Zim economy heads in the right direction: Mutsvangwa

TATENDA CHIKARA IN MASVINGO

ZANU-PF’S politburo member, Christopher Mutsvangwa, says Zimbabwe’s economy is heading in the right direction as much progress has been achieved.

Christopher Mutsvangwa

Mutsvangwa, who spoke at a recent Provincial Co-ordinating Committee (PCC) meeting in Masvingo said there was a new sense of optimism in the economy with international investors flocking into the country.

Mutsvangwa, who is also the Zimbabwe National Liberation War Veterans Association chairman, said several steel processing players and other value chains were flocking Chivhu and Mvuma. Chinese steel giant, Tsingshan Group, is already rolling out a multi-million-dollar steel and ferro chrome project in Mvuma.

The project will entail  a carbon steel plant , an iron ore mine and a processing plant  with an annual production capacity of 500 000 tonnes.

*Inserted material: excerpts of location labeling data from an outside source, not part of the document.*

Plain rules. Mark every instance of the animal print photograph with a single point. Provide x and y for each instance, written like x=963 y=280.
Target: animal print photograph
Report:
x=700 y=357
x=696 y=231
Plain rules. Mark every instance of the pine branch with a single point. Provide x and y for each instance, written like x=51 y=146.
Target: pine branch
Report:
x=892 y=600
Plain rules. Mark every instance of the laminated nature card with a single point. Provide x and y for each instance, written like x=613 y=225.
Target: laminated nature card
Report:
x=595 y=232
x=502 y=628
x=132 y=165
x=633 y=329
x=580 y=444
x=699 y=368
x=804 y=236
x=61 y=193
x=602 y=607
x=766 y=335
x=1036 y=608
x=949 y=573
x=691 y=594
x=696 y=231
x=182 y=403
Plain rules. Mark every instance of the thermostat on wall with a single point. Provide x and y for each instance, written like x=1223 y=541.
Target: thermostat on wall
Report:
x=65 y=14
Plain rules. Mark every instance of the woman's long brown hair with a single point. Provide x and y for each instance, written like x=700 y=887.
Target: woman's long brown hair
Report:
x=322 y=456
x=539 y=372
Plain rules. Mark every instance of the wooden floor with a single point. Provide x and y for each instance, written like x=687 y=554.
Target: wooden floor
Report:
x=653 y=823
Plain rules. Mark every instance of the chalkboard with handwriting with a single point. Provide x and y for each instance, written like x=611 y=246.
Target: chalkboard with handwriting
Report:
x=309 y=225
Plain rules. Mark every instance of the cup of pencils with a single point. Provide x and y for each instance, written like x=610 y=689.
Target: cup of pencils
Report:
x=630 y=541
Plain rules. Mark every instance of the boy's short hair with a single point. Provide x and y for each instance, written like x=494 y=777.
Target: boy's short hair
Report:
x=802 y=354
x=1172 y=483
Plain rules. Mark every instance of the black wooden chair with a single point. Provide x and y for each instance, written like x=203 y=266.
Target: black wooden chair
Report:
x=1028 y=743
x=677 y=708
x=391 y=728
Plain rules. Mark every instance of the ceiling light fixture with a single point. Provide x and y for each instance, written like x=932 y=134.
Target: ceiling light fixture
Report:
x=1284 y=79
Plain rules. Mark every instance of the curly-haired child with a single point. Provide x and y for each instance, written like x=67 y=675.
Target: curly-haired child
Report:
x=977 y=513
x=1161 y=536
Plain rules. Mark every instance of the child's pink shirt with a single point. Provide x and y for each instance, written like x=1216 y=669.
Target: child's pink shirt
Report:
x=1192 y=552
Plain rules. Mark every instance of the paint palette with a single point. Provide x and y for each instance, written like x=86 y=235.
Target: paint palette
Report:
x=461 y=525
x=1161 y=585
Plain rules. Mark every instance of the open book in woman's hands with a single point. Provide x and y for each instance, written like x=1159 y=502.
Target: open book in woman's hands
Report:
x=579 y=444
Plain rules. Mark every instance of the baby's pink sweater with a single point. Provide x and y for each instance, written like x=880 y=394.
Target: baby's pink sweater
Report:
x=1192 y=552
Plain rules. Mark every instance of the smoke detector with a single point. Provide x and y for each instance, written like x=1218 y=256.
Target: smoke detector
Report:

An inter-ministerial committee, chaired by the Ministry of Mines and Mining Development, to expedite the project has already been set up by the government.

Mutsvangwa said the plant would perhaps be the biggest steel plant in Africa when complete. The plant is expected to be complete by the end of next year.

Tsingshan’s Zimbabwe unit Afrochine has several other investments in the country in Selous and Hwange district.

“We will probably have the biggest steel plant in Africa by December next year. We will get into elections in 2023 already building a town and steel plants three times bigger than Ziscosteel in Mvuma [and] Chivhu.”

Mutsvangwa said the flocking of the biggest steel making companies in the world into Zimbabwe would see Masvingo, a border province benefitting from the Rutenga-Chikwalakwala railway line functioning again.

“Coming from Harare, the mountains that you see on your right when reaching are all iron ore, So we are getting the biggest companies in the world coming to do steel plants in Zimbabwe,” Mutsvangwa said.

He added: “…Masvingo is the easiest way to Maputo where there is a big port and a route without mountains is through Masvingo. Our railway line which starts from Rutenga to Chikwalakwala will function, transporting iron to other countries as well as bringing oil in an economy which is moving in the right direction.”

Critics, however, are sceptical that the fragile economy was on the road to recovery. They say the government’s economic policies were unpalatable to foreign investors although President Emmerson Mnangagwa was keen to revitalise the ailing economy.

They said it will take years to repair the fragile economy, whose annual inflation is still high at 162%. The economy is still battling foreign currency shortages and is also gripped with crippling power shortages.

Critics say the government should make drastic reforms.

Minister of State for Masvingo Provincial Affairs, Ezra Chadzamira, who also spoke at the PCC meeting, said several irrigation projects were taking place in the province.

“We will see in Masvingo the Mutirikwi up-string irrigation schemes. The green belt, including Bikita district, will irrigate about 3800 hectares. This is budgeted under National Development Strategy 1,” Chadzamira said.